Per emulare i miei zii che suonavano il piano mi sono avvicinato prima allo strumento, studiando da ragazzino la musica classica.
Chi sono i tuoi riferimenti musicali?
Dalla, Sergio Caputo, Carosone, Totò Savio, Conte,Cremonini: sono tanti. Amo il cantautorato.
Nelle tue canzoni, ma anche per il nome d’arte che hai scelto, si avverte il tuo legame con Napoli, cosa significa per te questa città?
Mi sento napoletano anche se vengo dalla provincia. Il mio è un sentimento di apparenza ai luoghi lontano dal campanilismo che ci caratterizza come napoletani, è reale. In qualche modo Napoli, con tutti i suoi problemi, riesce a confortarmi nei momenti meno felici con i luoghi, con le persone.
Cosa pensi del panorama musicale italiano attuale?
Vastissimo, ci sono tanti artisti bravi, forse siamo troppi e questo fa perdere di vista il motivo per cui si fa la musica troppo spesso.
Con chi artista del panorama italiano attuale ti piacerebbe collaborare?
Utopia: Paolo Conte

La musica è sì un’arte, ma è anche una merce da vendere. Cos’ha il tuo progetto che altri non hanno, perché una persona dovrebbe ascoltarti, magari venire ai tuoi concerti e scaricare o comprare la tua musica?
Provo ad essere semplice e mai banale, fruibile ma non scontato, sono me stesso. La ricerca di una dimensione romantica ed ironica, vintage e futuristica è la mia chiave. Orecchiabile per i più superficiali, indie pop per chi si identifica in questo “genere”, già sentito per qualche discografico sono le frasi che si dicono. Io so che qualcuno mi ha notato e che circa 20mila persone hanno ascoltato la mia musica più di 100mila volte: è un dato.

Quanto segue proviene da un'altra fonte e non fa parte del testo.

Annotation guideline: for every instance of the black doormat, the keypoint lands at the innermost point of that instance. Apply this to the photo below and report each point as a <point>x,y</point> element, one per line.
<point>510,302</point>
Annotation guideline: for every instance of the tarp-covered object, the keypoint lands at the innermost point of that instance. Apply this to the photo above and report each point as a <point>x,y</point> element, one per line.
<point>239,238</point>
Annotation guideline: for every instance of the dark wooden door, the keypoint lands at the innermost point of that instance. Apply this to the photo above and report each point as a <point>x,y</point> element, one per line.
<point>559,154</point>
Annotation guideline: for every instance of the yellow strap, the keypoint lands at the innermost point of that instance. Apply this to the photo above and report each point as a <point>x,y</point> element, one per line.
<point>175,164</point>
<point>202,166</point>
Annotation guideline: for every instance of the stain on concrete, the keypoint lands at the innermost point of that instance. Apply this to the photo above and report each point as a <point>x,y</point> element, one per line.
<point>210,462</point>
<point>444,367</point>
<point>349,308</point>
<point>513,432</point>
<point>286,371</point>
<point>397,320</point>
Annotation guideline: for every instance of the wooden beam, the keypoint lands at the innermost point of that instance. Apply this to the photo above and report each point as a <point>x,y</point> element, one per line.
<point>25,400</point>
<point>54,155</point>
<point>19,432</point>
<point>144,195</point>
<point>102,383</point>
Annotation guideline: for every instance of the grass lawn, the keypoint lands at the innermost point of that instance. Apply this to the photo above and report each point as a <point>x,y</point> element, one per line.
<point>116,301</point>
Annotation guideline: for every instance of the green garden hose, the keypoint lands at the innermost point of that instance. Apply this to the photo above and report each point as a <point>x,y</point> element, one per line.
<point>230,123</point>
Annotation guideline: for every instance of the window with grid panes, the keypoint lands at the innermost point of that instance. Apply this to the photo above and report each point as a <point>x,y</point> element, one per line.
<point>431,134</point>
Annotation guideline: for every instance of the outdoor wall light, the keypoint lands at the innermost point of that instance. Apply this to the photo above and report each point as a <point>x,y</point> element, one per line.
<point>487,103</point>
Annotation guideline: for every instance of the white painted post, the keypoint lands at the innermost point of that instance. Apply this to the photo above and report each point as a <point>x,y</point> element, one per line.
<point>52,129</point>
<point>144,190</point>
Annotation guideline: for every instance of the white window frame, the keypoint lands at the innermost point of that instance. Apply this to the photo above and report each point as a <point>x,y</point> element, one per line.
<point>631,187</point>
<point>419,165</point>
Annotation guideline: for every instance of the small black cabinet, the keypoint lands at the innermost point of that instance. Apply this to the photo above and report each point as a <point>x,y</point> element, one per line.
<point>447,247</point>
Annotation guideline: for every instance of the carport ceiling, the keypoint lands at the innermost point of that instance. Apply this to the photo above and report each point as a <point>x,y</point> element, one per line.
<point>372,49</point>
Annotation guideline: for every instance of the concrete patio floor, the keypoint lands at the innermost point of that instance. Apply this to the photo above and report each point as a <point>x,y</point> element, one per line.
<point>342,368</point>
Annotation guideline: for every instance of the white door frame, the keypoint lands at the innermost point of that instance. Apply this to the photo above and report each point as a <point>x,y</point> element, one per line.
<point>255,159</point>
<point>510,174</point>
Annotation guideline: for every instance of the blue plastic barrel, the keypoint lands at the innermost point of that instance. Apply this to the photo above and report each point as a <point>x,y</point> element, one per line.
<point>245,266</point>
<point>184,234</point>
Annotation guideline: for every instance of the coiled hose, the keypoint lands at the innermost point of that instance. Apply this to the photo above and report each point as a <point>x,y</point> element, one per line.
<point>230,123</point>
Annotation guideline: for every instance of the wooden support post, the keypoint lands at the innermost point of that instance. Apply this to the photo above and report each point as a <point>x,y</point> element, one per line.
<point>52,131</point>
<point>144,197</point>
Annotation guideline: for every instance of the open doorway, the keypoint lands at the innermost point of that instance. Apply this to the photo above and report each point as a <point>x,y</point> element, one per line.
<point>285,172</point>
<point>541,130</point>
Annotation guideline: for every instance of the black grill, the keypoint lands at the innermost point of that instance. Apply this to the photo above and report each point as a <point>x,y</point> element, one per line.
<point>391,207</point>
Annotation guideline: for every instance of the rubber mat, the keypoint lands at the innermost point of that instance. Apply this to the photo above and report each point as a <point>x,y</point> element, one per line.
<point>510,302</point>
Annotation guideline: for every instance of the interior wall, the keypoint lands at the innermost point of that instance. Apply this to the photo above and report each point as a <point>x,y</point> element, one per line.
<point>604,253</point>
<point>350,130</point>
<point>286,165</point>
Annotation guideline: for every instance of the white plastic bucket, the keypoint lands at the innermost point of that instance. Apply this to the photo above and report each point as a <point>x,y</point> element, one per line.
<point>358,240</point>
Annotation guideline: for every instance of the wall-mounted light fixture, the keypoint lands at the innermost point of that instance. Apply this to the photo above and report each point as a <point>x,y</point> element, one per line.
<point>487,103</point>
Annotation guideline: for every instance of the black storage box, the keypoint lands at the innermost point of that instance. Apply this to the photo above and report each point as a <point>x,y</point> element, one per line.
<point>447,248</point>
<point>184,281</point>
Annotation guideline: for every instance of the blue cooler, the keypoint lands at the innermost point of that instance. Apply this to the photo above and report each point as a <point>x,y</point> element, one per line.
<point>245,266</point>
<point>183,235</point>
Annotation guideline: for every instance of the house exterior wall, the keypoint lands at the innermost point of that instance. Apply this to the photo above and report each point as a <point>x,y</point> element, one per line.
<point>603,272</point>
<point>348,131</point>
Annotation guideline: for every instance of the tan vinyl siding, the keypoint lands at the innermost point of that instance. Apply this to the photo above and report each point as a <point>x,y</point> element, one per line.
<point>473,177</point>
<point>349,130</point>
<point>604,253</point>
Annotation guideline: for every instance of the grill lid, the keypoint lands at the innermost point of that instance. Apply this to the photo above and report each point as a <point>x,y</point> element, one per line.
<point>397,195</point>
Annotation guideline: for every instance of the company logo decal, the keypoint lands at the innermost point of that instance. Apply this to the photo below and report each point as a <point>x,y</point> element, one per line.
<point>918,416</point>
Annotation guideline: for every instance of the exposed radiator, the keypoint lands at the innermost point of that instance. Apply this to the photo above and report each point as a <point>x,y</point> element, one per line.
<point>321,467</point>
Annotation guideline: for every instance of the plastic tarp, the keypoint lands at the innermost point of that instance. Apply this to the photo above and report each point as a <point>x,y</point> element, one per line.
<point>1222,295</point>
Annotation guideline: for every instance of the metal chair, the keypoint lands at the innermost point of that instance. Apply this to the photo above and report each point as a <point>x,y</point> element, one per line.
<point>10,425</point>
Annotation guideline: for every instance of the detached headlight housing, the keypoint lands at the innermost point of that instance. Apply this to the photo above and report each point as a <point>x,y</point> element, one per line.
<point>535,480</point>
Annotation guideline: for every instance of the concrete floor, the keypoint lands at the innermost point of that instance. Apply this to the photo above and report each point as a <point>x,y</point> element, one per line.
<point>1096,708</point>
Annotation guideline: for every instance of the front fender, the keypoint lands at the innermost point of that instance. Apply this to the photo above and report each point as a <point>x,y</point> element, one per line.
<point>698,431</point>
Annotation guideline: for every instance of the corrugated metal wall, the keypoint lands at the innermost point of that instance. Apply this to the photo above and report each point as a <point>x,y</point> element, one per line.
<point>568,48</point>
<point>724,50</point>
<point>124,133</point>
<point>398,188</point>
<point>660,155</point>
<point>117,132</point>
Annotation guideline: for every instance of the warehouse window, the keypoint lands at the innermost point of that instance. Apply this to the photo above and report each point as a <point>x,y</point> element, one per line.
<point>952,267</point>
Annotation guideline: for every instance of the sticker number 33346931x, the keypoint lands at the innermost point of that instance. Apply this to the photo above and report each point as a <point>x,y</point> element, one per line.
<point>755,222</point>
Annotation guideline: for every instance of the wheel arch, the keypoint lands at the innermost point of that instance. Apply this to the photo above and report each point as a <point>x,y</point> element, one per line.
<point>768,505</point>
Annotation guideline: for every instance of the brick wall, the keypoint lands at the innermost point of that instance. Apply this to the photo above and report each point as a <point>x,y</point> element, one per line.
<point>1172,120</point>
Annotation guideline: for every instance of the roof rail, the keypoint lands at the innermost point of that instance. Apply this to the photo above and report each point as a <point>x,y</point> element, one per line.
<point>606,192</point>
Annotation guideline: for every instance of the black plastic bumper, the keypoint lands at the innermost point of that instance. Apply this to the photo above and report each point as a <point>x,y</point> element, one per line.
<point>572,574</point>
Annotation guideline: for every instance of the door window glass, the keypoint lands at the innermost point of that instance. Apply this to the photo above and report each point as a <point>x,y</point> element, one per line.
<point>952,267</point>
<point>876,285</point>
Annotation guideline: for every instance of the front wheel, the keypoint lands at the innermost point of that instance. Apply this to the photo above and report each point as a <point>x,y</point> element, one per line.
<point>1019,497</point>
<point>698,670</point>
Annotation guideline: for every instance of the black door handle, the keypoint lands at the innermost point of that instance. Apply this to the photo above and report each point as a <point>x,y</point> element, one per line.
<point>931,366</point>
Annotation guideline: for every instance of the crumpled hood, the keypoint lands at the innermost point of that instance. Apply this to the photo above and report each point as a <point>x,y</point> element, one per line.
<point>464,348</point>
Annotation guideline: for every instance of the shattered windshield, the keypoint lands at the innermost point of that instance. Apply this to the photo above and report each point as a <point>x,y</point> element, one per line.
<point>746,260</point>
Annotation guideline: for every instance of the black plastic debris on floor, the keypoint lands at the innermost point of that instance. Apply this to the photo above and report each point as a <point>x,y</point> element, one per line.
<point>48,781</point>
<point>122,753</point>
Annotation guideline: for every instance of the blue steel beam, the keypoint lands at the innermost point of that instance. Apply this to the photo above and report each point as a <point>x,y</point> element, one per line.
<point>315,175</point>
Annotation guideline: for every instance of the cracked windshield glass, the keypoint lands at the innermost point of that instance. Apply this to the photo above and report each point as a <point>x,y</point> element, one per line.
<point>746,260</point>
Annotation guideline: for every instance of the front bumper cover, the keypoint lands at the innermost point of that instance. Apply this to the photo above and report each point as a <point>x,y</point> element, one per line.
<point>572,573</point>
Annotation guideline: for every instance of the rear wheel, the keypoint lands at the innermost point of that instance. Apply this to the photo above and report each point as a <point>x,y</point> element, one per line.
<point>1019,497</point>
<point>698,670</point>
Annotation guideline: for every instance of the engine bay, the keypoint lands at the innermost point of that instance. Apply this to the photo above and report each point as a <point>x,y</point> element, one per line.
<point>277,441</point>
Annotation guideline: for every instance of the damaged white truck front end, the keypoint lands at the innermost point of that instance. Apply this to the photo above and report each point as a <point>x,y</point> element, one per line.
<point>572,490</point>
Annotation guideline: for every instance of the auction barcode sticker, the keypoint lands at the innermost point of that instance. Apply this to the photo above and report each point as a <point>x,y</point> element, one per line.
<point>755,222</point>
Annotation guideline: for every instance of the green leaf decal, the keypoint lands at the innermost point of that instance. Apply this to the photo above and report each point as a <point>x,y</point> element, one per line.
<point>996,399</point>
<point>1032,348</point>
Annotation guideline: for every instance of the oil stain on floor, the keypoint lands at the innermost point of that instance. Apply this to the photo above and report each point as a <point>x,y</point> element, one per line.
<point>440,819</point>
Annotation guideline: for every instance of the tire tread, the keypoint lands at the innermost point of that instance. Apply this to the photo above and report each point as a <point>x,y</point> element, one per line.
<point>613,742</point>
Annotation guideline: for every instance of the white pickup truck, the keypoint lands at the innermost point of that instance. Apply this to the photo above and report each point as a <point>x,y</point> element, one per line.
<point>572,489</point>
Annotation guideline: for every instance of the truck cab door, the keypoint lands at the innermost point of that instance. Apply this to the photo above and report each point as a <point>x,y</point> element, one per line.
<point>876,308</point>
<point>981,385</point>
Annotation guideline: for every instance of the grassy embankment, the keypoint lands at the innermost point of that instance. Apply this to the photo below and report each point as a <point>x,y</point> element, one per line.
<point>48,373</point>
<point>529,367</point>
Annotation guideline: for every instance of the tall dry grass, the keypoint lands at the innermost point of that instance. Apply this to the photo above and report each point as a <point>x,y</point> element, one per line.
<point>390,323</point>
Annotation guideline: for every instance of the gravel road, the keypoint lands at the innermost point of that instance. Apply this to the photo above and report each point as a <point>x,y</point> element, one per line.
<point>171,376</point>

Quasi 20.000 ascoltatori mensili su Spotify, il tuo album “(Rafèle)” è andato molto bene, ed ora anche il tuo nuovo singolo “Tienimi vicino, stringimi più forte” sta ottenendo riscontri positivi; come ti fa sentire tutto ciò?
I numeri, purtroppo, esistono e bisogna saperli leggere. Sicuramente mi scrivono tante persone da ogni parte del mondo e questo è quello che mi tiene in vita
Chi senti di ringraziare per questi tuoi successi?
Io sotto questo punto di vista non devo nulla a nessuno, ho ricevuto meno di quanto ho dato a tutti quelli che in qualche modo ci hanno avuto a che fare con Rafèle.
Un self-made man quindi. Quali sono i tuoi obiettivi futuri?
Vorrei fare un tour nei club.
Raffaele, io e tutti noi della redazione ti facciamo un grande in bocca alla lupa e ti ringraziamo per essere stato nostro ospite.